Con ese dinero, Ruanda ha sabido reforzar su ejército, así como mostrar una buena imagen y convertirse en un socio vital de seguridad en el exterior. El país ha pasado de tener una misión de paz en su país a ser el cuarto mayor contribuyente de tropas a la ONU con 5.919 cascos azules ―operan en países como Sudán, República Centroafricana y Sudán del Sur―, ligeramente por detrás de Nepal, Bangladés e India. Recientemente, el Gobierno ha firmado acuerdos con países como República Centroafricana y Mozambique, sumergidos en la lucha contra rebeldes y yihadistas, asegurándose a cambio de contratos para empresas ruandesas.
Desarrollo de marca
Kigali ha llevado a cabo además una fuerte campaña de relaciones públicas y mejora de la imagen con iniciativas como la marca Visit Rwanda, muy presente en el mundo del deporte. La acogida de grandes eventos como el Mundial de Ciclismo el próximo año ha contado también con el Congreso anual de la FIFA en 2023 o la Basketball Africa League, el mayor torneo continental de clubes organizado por la NBA desde 2021. A ello se une el patrocinio a equipos de fútbol como el francés Paris Saint-Germain, el británico Arsenal y el alemán Bayern de Múnich, por una suma de entre 8 y 12 millones de dólares cada temporada.
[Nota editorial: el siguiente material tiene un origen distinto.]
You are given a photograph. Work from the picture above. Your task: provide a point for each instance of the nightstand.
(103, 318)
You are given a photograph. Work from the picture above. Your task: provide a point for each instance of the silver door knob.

La oposición reclama que el Gobierno tendría que invertir más en modernizar la agricultura, que todavía da trabajo a dos de cada tres ruandeses. A pesar de la imagen de desarrollo, casi la mitad de la población todavía vive en situación de pobreza, según el Programa de las Naciones Unidas para el Desarrollo.
En 30 años, Ruanda ha avanzado a pasos agigantados. Ahora, las noticias que llegan a los diarios internacionales suelen ser positivas, entre otras cosas por ser, con un 61,3% de los escaños, el país con más mujeres parlamentarias del mundo. No obstante, lejos del Congreso, la falta de oportunidades de trabajo estable se extiende para la mayoría, con el 90% de las personas viviendo del sector informal. La infraestructura es insuficiente más allá de la capital y la riqueza no llega a los ciudadanos, que todavía viven con un PIB per cápita de media de menos de mil dólares anuales.
Tres décadas después del genocidio, el silencio es el mayor enemigo de Ruanda. “Los ruandeses se lo guardan todo dentro, no hablan y, cuando ya no pueden más, explotan; ya veis lo que pasó en 1994″, dice Ingabire, que recuerda que, en la historia del país, el poder se ha obtenido mediante la violencia ante la falta de alternativas. La opositora cree que no puede darse por sentado que algo como el genocidio no vuelva a ocurrir. “Están creando el mismo ambiente que propició el conflicto en 1994. Espero que la comunidad internacional no cometa el mismo error”, afirma.